Con l'adozione della Direttiva di Capogruppo del 19.1.2019 in materia di segnalazioni di vigilanza e reporting contabili sono stati istituiti dei processi di reporting finalizzati a declinare le linee operative a livello consolidato di Gruppo, sub-consolidato Banca e delle singole Società del Gruppo nell'ambito della stesura del bilancio consolidato della Capogruppo e delle segnalazioni di vigilanza prudenziali di Arepo BP e della Banca, in coerenza con quanto previsto dalla normativa di riferimento emanata dagli Organismi di Vigilanza e dalla Consob nel rispetto dei principi contabili internazionali IAS/IFRS al fine di garantire il rispetto degli adempimenti obbligatori per ciascuna delle scadenze periodiche.

2.2 Ruoli e funzioni coinvolte

L'impostazione del sistema di controllo interno sull'informativa finanziaria è basato sulla chiara individuazione di ruoli e responsabilità, assegnati alle funzioni aziendali in relazione alle diverse fasi della progettazione, implementazione, monitoraggio e aggiornamento nel tempo del sistema stesso.

Il modello di governo adottato dal Gruppo attribuisce al Dirigente Preposto un ruolo chiave, in qualità di responsabile del presidio del sistema dei controlli interni funzionale all'informativa contabile e finanziaria.

Il Consiglio di Amministrazione vigila affinché il Dirigente Preposto disponga di adeguati poteri e mezzi per l'esercizio dei compiti a lui attribuiti dalla normativa stessa, nonché sul rispetto effettivo delle procedure amministrative e contabili.

Al Dirigente Preposto è assegnato il compito di attestare, unitamente agli Organi amministrativi delegati, l'adeguatezza e l'effettiva applicazione delle procedure amministrative e contabili per la formazione del bilancio di esercizio, del bilancio consolidato e della semestrale (comma 5 art. 154-bis T.U.F.), dichiarare la corrispondenza dei dati finanziari comunicati al mercato ai libri ed alle scritture contabili ex comma 2 dell'art. 154-bis T.U.F., definire il modello di riferimento adottato per soddisfare i requisiti normativi ed assumere la responsabilità dell'implementazione dello stesso, definire il modello di disegno delle procedure amministrativo contabili per la formazione del bilancio di esercizio, del bilancio consolidato e di ogni altra comunicazione di carattere finanziario.

Il Dirigente Preposto presidia inoltre le attività volte a verificare l'adeguatezza delle procedure amministrative e contabili e l'effettiva applicazione delle stesse tramite attività di testing, con l'eventuale supporto delle funzioni di Controllo, in particolare dell'Internal Audit; è inoltre coadiuvato dalle altre funzioni aziendali nella manutenzione e aggiornamento dell'impianto documentale e nell'implementazione delle azioni correttive rilevate.
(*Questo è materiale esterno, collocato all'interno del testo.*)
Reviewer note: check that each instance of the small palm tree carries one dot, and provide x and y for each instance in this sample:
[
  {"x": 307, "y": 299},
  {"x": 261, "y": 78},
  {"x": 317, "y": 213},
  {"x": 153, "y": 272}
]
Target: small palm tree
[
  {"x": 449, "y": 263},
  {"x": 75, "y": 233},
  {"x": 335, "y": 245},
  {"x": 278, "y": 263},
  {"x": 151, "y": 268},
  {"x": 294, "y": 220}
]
La funzione Internal Audit supporta il Dirigente Preposto in relazione all'esecuzione delle verifiche di effettività e accerta la corretta applicazione delle procedure rispetto all'operatività aziendale nell'ambito delle proprie verifiche istituzionali, relazionandosi con il Dirigente Preposto nel caso individui anomalie rilevanti per la corretta esecuzione del modello.

La funzione Risk Management informa il Dirigente Preposto relativamente ai rischi che hanno impatto sulle procedure amministrative e contabili.
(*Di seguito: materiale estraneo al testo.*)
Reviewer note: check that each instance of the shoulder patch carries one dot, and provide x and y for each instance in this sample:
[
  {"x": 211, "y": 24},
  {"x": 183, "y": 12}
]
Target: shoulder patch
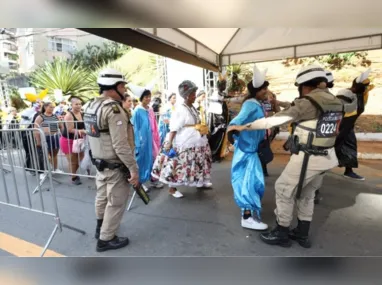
[{"x": 115, "y": 109}]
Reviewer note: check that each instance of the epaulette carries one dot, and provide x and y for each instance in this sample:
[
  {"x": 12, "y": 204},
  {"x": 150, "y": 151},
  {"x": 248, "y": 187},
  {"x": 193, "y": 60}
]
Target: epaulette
[{"x": 115, "y": 108}]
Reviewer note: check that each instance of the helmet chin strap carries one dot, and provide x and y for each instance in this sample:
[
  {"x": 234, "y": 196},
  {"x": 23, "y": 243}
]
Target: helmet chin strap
[{"x": 120, "y": 95}]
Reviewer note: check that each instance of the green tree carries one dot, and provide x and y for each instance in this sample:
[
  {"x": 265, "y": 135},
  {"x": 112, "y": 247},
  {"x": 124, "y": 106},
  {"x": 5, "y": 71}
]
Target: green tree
[
  {"x": 93, "y": 55},
  {"x": 67, "y": 75},
  {"x": 15, "y": 99}
]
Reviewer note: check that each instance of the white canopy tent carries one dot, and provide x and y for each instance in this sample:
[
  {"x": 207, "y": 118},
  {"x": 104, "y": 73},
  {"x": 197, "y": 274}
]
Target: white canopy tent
[{"x": 213, "y": 48}]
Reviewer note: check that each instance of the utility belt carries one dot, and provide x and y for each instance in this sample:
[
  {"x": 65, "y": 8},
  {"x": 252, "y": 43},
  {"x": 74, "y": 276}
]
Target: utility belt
[
  {"x": 293, "y": 145},
  {"x": 201, "y": 128},
  {"x": 101, "y": 165}
]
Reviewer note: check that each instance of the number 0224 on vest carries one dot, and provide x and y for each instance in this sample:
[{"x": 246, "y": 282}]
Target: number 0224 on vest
[{"x": 328, "y": 124}]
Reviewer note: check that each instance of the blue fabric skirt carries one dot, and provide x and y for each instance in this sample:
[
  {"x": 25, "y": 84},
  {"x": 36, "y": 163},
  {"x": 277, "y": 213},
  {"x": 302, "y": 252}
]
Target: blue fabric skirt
[{"x": 247, "y": 180}]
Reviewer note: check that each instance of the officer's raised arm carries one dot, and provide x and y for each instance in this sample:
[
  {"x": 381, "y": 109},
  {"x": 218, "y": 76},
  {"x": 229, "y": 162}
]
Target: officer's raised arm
[{"x": 302, "y": 109}]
La funzione Organizzazione rileva i processi e le procedure amministrative e contabili con evidenza dei relativi controlli, mantiene ed aggiorna la documentazione relativa ai processi, controlli e procedure sulla base degli input dei referenti di processo.

I process owner15 collaborano al disegno dei processi e dei controlli e si assicurano che gli stessi siano implementati e funzionanti nell'area di propria competenza, rilevano ogni potenziale variazione significativa di propria competenza, facendosi carico di darne tempestiva comunicazione alla funzione Organizzazione e al Dirigente Preposto, collaborano inoltre nelle verifiche di adeguatezza ed effettività fornendo le evidenze richieste.

15 Per process owner si intendono i responsabili delle unità operative e delle funzioni aziendali coinvolte nel modello e nella sua applicazione.